You can always write the code directly, and it would work using either Dicts or Dictionarys. I’m not exactly sure about the specifics of your problem, and what you can afford to keep in-core vs out-of-core, but I’d start with something like:
index = Dict{Word, Set{DocId}}()
for (doc_id, doc) in stream
for word in doc
push!(
get!(Set{DocId}, index, word), # if word is not yet in index, add a new empty set of doc ids
doc_id # put doc_id into the new or existing set
)
end
end
(or with Dictionaries.jl its very similar, with set! instead of push!, Dictionary instead of Dict, Indices instead of Set…).
The SortedMultiDict structure from Julia Collections might help. SortedMultiDict is slower than Dict because the time per insertion grows logarithmically with n. On the other hand, it avoids the allocation overhead of arrays-of-arrays in the Dict solution because it encodes the data as 1=>doc1, 1=>doc3, 2=>doc2, 3=>doc1, 3=>doc2, etc.
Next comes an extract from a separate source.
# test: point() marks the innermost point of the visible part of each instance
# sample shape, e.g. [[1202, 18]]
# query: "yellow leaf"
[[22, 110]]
This seems interesting. Your Dictionary was much faster then Dict. I am having many cores, therefore I was thinking about preparing dictionaries in parallel and merging them.
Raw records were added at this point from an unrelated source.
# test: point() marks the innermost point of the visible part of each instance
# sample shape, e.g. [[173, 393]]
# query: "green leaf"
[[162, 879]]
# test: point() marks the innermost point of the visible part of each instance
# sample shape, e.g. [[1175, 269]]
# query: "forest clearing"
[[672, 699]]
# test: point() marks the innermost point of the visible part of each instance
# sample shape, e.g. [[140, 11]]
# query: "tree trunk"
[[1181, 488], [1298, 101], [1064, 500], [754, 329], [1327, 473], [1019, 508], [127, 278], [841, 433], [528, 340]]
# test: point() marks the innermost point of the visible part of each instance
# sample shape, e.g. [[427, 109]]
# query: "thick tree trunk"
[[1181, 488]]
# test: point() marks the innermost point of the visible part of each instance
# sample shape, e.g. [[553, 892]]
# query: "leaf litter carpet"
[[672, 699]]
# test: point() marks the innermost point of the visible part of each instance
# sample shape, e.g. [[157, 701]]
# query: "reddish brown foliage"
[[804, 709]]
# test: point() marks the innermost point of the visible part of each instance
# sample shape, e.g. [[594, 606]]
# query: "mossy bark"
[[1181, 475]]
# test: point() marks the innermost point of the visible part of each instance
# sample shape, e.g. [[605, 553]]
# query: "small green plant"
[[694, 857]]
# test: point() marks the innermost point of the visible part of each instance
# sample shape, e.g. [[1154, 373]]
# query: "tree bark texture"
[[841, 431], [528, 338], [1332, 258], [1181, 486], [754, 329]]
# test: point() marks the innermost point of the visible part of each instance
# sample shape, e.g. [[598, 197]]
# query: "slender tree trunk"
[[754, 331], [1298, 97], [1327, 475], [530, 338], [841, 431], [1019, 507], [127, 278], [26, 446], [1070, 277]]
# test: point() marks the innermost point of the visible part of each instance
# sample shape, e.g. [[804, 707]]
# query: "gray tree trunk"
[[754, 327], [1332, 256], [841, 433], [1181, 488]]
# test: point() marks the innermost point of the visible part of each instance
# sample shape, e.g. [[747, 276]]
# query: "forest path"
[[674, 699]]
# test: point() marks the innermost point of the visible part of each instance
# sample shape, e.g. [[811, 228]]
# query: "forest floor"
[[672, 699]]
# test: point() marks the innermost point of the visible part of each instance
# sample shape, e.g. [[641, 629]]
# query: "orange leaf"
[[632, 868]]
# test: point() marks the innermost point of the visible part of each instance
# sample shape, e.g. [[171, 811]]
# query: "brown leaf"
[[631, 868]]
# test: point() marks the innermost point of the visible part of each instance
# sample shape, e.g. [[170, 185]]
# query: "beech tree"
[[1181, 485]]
This seems an interesting option as well. Does SortedMultiDict support efficient merging of two dicts? That would be nice for map-reduce type of approach
As I have hinted above, I would like to distribute the computation. Therefore I am thinking about converting each doc into two arrays (keys-values) sorted according to key, as was proposed in SortedMultiDict, and use merging of sorted arrays to keep them sorted after merging. This way, the complexity of merging should be O(m+n), where m, n are length of corresponding arrays. This should also nicely parallelize (ideally using distributed reduction in Transducers). On the end, I will build the Dict in single sweep.
Is the above a bad idea? Anyone did something similar?
Yes, this merge routine requires N*log N operations, where N is the total size of the two dictionaries. A more complicated code (loop over both dictionaries with two iterators concurrently to copy the data to new arrays and then build a tree structure above the sorted merged arrays) would require only linear time, but nobody has coded this. You can open an issue in DataStructures github page to request a more efficient implementation of merge.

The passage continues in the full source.